The materials in the Peter Rose fonds were arranged by CCA archivists keeping to the original order whenever possible.

Biographical notes

Peter Douglas Rose was born on August 1, 1943 in Montréal, Québec. Rose received a Bachelor of Arts (1966) and a Master of Architecture (1970) from Yale University. After completing his studies, Rose returned to Montréal and briefly worked for the architectural firm, Arcop Associates, before working independently as an architect and builder for various downtown offices. In the 1970s, Rose designed several postmodern vacation houses in the Eastern Townships and the Laurentian regions of Québec. This work included Ski Pavillon 70 in Mont Saint-Sauveur (1977), which won him a Progressive Architecture Award in 1978.

In 1979, Rose established the firm Peter Rose Architect in Montréal. In 1991, Rose’s main office was relocated to Boston, Massachusetts and named the Office of Peter Rose – the firm was renamed Peter Rose + Partners in 2007. The firm’s built projects vary in scope and size and include residential, commercial, restoration/renovation, institutional and urban design in both Canada and the United States.

Rose has received numerous awards for his built projects over the years, including an Ordre des Architectes du Québec’s Prix d’excellence (1991) for Le Centre Eaton in Montréal, and an American Institute of Architects’ Design Award (2001) for the Mountain Residence in Stowe, Vermont and the Manhattan Townhouse in New York, New York. Rose’s design of the East House (2012) in Chilmark, Massachusetts, received over five architectural awards.

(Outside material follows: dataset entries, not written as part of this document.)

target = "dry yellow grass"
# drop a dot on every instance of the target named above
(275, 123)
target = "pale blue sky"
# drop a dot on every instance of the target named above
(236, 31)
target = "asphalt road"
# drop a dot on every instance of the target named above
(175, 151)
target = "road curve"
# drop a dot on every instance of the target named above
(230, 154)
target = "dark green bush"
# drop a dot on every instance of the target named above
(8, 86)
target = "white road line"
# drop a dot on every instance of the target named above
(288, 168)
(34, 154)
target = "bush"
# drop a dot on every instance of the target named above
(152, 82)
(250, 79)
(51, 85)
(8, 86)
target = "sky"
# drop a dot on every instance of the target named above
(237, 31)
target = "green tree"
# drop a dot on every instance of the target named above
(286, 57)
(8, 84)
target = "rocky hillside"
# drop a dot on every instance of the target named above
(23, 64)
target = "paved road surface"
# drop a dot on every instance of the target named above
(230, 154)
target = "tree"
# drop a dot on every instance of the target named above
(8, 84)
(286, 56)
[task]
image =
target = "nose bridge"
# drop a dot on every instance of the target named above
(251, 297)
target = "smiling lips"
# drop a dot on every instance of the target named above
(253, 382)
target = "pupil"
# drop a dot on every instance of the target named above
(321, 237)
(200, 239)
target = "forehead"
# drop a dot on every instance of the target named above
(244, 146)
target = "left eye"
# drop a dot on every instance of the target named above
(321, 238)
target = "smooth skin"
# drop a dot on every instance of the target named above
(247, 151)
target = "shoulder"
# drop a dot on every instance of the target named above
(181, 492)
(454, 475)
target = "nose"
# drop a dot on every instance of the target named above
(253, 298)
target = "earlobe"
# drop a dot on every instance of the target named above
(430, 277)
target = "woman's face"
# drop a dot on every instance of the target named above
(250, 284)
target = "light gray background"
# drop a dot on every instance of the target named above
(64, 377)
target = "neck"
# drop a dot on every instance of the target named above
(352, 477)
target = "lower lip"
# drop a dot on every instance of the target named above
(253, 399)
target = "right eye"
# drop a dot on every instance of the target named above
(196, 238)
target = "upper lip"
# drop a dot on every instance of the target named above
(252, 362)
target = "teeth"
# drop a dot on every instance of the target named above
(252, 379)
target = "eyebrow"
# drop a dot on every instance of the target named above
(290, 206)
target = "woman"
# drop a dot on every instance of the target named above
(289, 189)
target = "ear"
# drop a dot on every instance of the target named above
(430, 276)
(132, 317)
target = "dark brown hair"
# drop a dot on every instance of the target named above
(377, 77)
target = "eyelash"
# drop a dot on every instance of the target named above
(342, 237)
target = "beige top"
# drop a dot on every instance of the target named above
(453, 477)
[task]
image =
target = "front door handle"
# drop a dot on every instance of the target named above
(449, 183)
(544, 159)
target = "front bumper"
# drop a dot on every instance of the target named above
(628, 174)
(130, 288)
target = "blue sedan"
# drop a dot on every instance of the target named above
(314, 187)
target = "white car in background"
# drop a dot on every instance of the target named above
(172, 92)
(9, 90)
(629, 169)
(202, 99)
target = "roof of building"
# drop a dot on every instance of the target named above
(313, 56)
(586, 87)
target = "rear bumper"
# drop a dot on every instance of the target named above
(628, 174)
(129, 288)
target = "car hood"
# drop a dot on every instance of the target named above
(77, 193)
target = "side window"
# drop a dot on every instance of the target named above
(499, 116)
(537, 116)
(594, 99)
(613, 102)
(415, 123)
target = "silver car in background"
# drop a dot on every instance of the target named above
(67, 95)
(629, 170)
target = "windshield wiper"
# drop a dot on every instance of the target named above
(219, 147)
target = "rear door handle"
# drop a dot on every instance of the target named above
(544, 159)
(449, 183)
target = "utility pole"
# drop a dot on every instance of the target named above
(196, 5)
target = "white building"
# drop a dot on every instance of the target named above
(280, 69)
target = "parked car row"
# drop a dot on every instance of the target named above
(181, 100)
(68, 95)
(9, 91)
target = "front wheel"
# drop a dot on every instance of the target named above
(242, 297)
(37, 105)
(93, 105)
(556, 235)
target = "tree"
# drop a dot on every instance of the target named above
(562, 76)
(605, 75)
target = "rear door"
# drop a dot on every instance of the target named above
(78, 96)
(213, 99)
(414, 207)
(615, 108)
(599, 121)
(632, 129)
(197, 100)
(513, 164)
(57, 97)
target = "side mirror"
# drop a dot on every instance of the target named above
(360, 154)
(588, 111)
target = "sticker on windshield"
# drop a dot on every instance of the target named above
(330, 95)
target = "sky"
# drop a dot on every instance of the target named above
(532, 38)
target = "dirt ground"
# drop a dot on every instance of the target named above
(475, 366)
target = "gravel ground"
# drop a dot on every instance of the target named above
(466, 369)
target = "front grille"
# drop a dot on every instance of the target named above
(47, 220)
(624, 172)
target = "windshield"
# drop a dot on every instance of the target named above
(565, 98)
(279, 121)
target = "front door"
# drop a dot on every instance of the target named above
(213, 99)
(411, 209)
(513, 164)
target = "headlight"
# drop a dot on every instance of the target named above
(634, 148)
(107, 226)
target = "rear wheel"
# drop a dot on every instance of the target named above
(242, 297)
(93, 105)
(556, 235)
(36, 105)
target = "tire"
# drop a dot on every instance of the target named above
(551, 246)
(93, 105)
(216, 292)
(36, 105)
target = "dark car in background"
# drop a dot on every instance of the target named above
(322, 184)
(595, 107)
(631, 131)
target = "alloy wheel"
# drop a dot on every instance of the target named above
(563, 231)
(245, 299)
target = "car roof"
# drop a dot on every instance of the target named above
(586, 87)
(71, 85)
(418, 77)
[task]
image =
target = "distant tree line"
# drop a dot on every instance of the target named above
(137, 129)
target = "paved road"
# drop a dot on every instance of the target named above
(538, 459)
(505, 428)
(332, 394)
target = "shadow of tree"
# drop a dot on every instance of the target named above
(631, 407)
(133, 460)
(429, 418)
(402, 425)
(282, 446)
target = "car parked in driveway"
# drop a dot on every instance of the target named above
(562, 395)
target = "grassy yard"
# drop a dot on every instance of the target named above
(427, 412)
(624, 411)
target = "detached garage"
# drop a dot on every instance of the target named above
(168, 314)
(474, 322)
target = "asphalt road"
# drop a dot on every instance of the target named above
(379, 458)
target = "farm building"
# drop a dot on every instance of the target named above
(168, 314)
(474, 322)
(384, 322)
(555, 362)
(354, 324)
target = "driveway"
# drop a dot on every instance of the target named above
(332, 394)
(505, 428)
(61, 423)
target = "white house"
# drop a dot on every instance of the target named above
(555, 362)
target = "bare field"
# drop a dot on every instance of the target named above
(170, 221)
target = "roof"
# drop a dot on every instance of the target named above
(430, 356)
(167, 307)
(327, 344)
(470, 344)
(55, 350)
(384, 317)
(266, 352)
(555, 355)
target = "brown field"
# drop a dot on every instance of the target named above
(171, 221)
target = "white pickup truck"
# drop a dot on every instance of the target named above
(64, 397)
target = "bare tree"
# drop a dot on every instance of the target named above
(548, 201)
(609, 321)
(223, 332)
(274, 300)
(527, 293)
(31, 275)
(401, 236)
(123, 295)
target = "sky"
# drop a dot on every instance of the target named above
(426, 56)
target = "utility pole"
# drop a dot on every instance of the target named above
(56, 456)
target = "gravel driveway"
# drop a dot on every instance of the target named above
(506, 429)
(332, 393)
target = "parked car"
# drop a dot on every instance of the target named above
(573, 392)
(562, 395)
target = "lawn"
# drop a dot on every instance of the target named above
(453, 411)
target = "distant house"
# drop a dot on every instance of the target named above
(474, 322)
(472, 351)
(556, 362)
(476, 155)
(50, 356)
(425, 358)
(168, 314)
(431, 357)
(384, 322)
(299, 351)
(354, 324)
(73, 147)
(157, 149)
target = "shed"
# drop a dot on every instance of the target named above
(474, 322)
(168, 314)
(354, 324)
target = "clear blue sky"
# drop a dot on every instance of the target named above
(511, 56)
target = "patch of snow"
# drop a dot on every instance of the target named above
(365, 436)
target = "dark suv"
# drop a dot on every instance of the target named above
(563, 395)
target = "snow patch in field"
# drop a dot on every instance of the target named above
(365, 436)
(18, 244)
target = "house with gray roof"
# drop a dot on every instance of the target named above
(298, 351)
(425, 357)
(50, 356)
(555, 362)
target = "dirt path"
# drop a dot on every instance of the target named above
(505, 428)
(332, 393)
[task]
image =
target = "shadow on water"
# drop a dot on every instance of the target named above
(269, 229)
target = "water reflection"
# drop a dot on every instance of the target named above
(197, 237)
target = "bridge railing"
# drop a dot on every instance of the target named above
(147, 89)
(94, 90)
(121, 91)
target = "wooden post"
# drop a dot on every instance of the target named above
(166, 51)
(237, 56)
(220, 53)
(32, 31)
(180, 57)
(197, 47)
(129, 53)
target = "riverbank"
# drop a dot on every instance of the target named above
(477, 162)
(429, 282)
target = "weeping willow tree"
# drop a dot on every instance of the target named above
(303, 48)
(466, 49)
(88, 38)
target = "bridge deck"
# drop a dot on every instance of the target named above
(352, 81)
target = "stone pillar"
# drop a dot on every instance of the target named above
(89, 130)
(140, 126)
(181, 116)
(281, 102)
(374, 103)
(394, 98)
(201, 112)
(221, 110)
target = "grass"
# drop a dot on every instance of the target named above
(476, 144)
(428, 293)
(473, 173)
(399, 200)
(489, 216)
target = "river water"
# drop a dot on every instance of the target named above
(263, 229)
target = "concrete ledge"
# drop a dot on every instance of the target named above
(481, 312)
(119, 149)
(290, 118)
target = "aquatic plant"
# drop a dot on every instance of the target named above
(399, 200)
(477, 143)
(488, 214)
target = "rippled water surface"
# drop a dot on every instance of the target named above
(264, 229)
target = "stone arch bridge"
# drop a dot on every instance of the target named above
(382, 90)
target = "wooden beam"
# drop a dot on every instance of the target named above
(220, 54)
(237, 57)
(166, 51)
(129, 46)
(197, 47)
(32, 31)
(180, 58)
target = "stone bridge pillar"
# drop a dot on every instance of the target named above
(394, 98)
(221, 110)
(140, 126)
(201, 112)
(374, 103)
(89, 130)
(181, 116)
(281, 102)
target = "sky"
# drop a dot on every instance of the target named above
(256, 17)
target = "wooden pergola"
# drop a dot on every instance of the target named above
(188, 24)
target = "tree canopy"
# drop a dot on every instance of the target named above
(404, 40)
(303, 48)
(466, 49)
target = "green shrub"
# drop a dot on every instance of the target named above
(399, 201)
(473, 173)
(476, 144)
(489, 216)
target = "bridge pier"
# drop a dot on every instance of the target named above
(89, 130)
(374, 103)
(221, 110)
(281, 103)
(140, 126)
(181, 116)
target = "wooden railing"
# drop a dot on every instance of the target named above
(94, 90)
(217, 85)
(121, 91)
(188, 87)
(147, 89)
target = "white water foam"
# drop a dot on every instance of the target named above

Throughout his professional career, Rose has been an active educator. From 1991- 2010, Rose was an adjunct professor of Architecture at the Harvard Graduate School of Design; he’s also taught at Princeton University, McGill University, and the University of Toronto. Rose was a guest lecturer at various universities throughout Canada and the United States. He regularly sits on student architectural design reviews and related symposiums.

Rose has been involved in various professional affiliations, including the Ordre des Architectes du Québec, the Ontario Association of Architects, the New York State Association of Architects, and the Boston Society of Architects. Peter Rose was elected to the College of Fellows by the Royal Architectural Institute of Canada in 1994, and in 2016, he was elected to the American Institute of Architects’ College of Fellows.

Conditions governing access

  • Access by appointment only.

Conditions governing reproduction

  • For copyright information or permission to reproduce material from the fonds, please contact the CCA (reproductions@cca.qc.ca).

Immediate source of acquisition or transfer

  • Gift of Peter Rose in 1988, 1991, 1992, 1994, 1999, and 2005.

Custodial history

The Peter Rose fonds remained in the creator’s custody, until their transfer to the CCA at various times between 1988 and 2005.

Archivist's note

  • In 1992 a detailed inventory list was produced by the CCA for materials received in 1991. In 2016 some materials of subsequent donations were also processed. A fonds level description was created by Patricia Di Palma in 2017. In 2018 all the materials in the fonds were arranged and described by Marissa Stimpson.

Location

Montréal Island of Montréal Québec Canada

Credit line

When citing the collection as a whole, use the citation: Peter Rose fonds, Collection Centre Canadien d’Architecture/Canadian Centre for Architecture, Montréal.
When citing specific collection material, please refer to the object’s specific credit line.